The Space Station has orbited the Earth more than 29,000 times. It is visible in the night sky as it flies more than 210 miles overhead. The living and working area inside the Station has a volume of about 15,000 cubic feet, larger than a three-bedroom house.
The orbiting complex has been inhabited since Nov. 2, 2000. Eight successive crews, 22 people, have staffed the Station. Residents have conducted research in bioastronautics, physical sciences, fundamental space biology, space product development and space flight disciplines. In the U.S. Destiny Lab alone, astronauts have worked on more than 70 different science experiments.
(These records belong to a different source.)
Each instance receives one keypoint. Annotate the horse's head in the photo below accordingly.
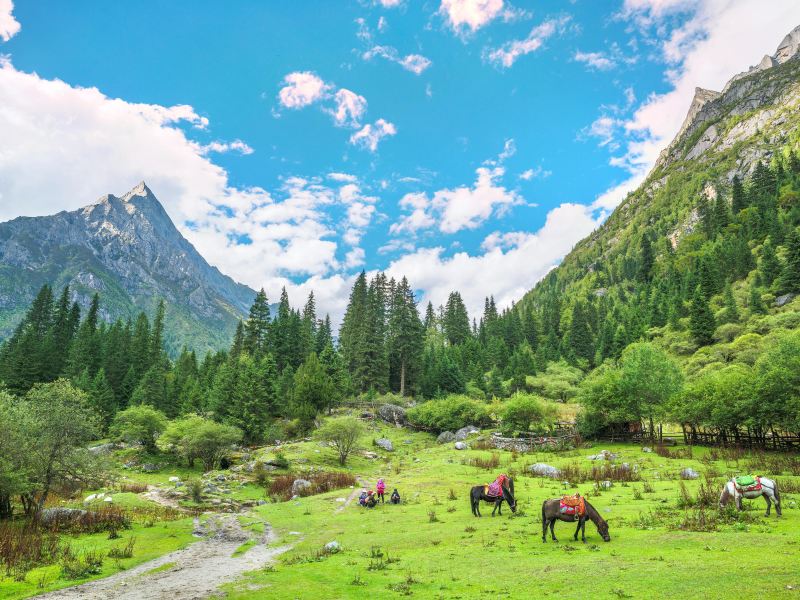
(508, 494)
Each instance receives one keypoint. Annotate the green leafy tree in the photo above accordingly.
(341, 434)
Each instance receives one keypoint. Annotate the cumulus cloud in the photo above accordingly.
(9, 26)
(104, 142)
(467, 16)
(350, 107)
(458, 208)
(302, 88)
(507, 54)
(516, 261)
(370, 135)
(715, 39)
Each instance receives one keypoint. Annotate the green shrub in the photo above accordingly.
(449, 414)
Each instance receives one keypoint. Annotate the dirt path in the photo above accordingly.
(194, 572)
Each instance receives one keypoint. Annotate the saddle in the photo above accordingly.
(747, 483)
(572, 505)
(495, 490)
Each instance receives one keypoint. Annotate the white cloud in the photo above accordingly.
(716, 40)
(537, 172)
(222, 147)
(507, 54)
(9, 26)
(350, 107)
(515, 261)
(467, 16)
(302, 89)
(595, 60)
(371, 134)
(106, 145)
(459, 208)
(416, 63)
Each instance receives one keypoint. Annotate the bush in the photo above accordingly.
(449, 414)
(525, 412)
(139, 424)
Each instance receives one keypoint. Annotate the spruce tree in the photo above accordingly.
(701, 320)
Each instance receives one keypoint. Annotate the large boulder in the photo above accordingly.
(391, 413)
(544, 470)
(385, 443)
(300, 485)
(446, 437)
(464, 432)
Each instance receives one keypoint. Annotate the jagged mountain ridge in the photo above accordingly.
(128, 250)
(724, 134)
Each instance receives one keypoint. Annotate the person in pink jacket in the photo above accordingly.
(380, 488)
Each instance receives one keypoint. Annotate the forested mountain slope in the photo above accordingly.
(718, 211)
(128, 250)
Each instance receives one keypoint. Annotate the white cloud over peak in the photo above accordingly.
(516, 261)
(716, 40)
(9, 26)
(507, 54)
(459, 208)
(301, 89)
(370, 135)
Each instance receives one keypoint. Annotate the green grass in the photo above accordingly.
(459, 556)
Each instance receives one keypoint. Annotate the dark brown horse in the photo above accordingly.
(551, 511)
(478, 493)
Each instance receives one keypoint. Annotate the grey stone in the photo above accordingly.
(300, 485)
(465, 432)
(386, 444)
(446, 437)
(391, 413)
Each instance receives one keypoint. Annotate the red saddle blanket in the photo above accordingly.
(572, 505)
(495, 490)
(752, 487)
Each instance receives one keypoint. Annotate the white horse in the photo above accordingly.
(769, 489)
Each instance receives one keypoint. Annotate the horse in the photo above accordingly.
(478, 493)
(769, 489)
(551, 510)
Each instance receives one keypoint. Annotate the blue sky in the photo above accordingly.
(465, 143)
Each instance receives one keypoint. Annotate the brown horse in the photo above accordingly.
(551, 510)
(478, 493)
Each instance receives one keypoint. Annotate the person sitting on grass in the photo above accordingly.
(381, 488)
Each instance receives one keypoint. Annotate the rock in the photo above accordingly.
(102, 448)
(689, 473)
(544, 470)
(300, 485)
(384, 443)
(464, 432)
(52, 515)
(446, 437)
(391, 413)
(784, 300)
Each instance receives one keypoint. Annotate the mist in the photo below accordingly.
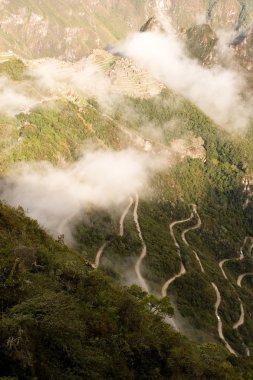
(12, 98)
(99, 179)
(63, 78)
(218, 92)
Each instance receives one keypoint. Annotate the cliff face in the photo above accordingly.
(66, 29)
(71, 29)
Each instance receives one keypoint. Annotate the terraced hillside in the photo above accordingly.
(177, 230)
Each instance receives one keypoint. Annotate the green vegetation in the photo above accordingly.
(60, 319)
(14, 69)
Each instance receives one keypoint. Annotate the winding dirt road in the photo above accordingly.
(98, 255)
(241, 257)
(182, 268)
(197, 225)
(121, 233)
(241, 277)
(123, 216)
(220, 327)
(240, 321)
(144, 247)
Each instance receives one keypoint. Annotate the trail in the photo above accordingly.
(121, 233)
(122, 218)
(182, 268)
(241, 277)
(172, 279)
(220, 327)
(240, 321)
(98, 255)
(61, 230)
(144, 247)
(198, 225)
(241, 257)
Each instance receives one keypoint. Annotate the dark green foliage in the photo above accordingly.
(62, 320)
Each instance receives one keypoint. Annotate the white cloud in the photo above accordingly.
(216, 91)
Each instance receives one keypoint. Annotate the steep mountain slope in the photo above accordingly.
(62, 320)
(187, 235)
(66, 29)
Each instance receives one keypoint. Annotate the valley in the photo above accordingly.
(125, 188)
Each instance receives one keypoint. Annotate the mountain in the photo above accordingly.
(66, 29)
(139, 159)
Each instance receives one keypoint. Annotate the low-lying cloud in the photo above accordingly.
(216, 91)
(62, 77)
(12, 99)
(99, 179)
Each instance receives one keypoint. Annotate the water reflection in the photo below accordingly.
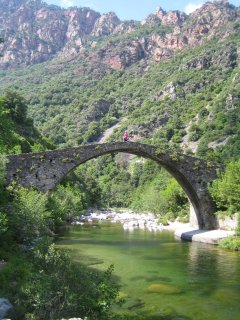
(162, 278)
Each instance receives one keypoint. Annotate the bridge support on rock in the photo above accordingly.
(44, 170)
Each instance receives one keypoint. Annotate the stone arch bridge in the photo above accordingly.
(44, 170)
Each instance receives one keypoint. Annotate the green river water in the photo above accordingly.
(159, 275)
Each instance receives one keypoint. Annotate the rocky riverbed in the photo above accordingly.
(129, 219)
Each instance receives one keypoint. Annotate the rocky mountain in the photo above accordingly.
(173, 79)
(35, 32)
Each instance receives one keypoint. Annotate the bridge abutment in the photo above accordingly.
(45, 170)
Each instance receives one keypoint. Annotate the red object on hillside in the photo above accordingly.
(125, 136)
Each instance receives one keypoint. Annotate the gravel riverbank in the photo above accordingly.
(131, 220)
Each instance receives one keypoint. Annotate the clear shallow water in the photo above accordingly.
(161, 276)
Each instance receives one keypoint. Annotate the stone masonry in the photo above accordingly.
(44, 170)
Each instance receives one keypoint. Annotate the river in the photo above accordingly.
(161, 276)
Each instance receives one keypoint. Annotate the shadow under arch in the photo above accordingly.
(44, 170)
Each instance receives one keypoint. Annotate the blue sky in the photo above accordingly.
(134, 9)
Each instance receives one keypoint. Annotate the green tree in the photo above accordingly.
(16, 104)
(226, 189)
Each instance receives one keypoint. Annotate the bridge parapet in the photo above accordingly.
(44, 170)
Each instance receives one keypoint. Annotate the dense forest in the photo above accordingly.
(188, 102)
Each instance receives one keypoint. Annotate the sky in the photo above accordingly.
(134, 9)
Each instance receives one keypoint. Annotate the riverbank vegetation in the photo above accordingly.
(226, 193)
(41, 281)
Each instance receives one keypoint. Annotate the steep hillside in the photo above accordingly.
(17, 132)
(173, 79)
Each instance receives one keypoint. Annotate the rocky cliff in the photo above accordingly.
(35, 32)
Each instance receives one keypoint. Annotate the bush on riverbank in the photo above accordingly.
(46, 284)
(40, 281)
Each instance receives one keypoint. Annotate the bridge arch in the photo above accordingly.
(45, 170)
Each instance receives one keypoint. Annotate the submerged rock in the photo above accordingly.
(162, 288)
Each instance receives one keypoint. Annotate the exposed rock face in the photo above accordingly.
(35, 32)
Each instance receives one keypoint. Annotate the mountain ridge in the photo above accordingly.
(35, 32)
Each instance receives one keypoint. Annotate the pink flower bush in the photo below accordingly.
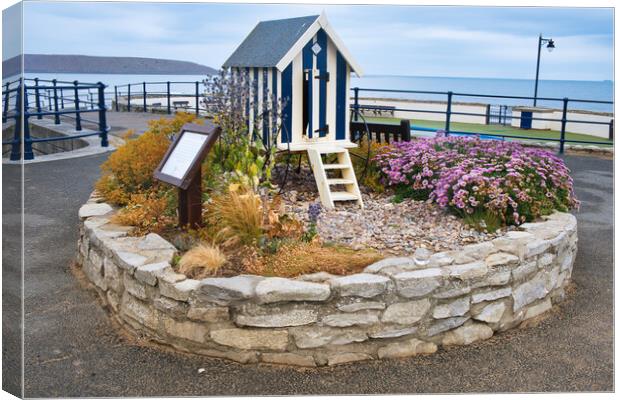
(480, 179)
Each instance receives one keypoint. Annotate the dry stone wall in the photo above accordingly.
(398, 307)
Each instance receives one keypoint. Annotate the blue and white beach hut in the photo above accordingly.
(303, 61)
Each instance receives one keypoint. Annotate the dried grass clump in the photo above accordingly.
(146, 213)
(298, 258)
(237, 217)
(201, 261)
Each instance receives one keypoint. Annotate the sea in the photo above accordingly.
(572, 89)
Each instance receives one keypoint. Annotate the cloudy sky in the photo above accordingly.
(397, 40)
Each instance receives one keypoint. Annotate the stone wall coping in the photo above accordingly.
(444, 297)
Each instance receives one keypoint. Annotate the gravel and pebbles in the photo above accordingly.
(391, 228)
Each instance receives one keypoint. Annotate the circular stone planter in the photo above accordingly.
(398, 307)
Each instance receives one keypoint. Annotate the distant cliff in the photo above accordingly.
(64, 63)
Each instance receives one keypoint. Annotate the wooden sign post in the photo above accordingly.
(181, 167)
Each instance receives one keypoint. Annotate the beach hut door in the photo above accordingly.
(315, 105)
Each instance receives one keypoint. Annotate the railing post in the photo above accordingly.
(563, 130)
(197, 90)
(128, 97)
(78, 118)
(144, 95)
(448, 113)
(168, 95)
(56, 115)
(7, 98)
(37, 98)
(17, 134)
(103, 125)
(405, 128)
(28, 154)
(356, 103)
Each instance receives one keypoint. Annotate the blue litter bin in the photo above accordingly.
(526, 120)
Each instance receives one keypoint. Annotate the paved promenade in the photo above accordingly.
(73, 349)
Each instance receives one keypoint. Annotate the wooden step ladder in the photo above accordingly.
(324, 183)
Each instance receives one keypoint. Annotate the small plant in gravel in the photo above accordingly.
(488, 183)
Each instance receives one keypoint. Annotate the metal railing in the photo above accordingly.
(449, 112)
(168, 91)
(28, 98)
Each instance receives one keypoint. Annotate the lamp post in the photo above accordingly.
(550, 47)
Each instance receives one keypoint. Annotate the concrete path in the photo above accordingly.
(120, 122)
(73, 349)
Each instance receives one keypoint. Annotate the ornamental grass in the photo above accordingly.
(202, 261)
(489, 183)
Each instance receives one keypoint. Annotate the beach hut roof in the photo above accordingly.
(275, 43)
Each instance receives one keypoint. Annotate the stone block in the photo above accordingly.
(223, 291)
(513, 242)
(342, 320)
(391, 262)
(273, 290)
(421, 257)
(440, 260)
(128, 261)
(318, 277)
(491, 313)
(443, 325)
(208, 314)
(188, 330)
(467, 334)
(545, 260)
(490, 295)
(251, 339)
(134, 287)
(94, 210)
(278, 318)
(406, 313)
(524, 270)
(419, 282)
(288, 359)
(343, 358)
(360, 285)
(112, 275)
(538, 309)
(530, 291)
(498, 278)
(93, 269)
(313, 336)
(455, 308)
(153, 241)
(468, 271)
(360, 305)
(453, 291)
(179, 290)
(536, 247)
(114, 300)
(387, 333)
(472, 252)
(175, 308)
(148, 273)
(501, 259)
(409, 348)
(139, 311)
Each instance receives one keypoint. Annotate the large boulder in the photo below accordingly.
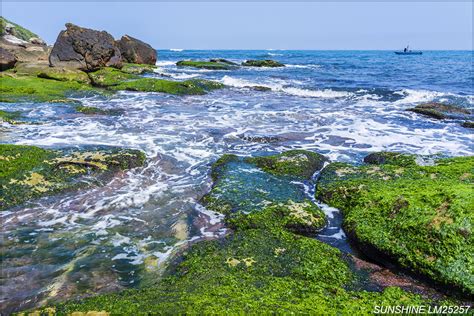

Hundreds of people on Earth support Station operations from the Station Mission Control Center at NASA's Johnson Space Center in Houston. Round-the-clock science operations are handled by the Payload Operations Center team at NASA's Marshall Space Flight Center in Huntsville, Ala. Hundreds of other scientists and engineers perform important jobs, such as training Station crews and building new hardware that will become part of the orbiting laboratory.
Additional research facilities are being readied for launch on future Shuttle missions. They will enhance Destiny's capabilities in the areas of fundamental space biology; glass and porous ceramics materials processing research; human physiology research; combustion research; research on the behavior of fluids; Earth observations; and experiment refrigerator/freezer conditioned sample storage.
Also awaiting launch at KSC are solar arrays and support structures that will triple the sunlight-gathering, solar cell area, thereby increasing the power dedicated to research by 84 percent.
The Node 2 module that will serve as a connector between the U.S., European and Japanese research labs is at KSC undergoing pre-launch processing. The Kibo Japanese Experiment Module, including a pressurized lab already at KSC, will also be added to the Station. The European Columbus Laboratory, under construction in Bremen, Germany, will expand the Station's volume to almost that of a five-bedroom house.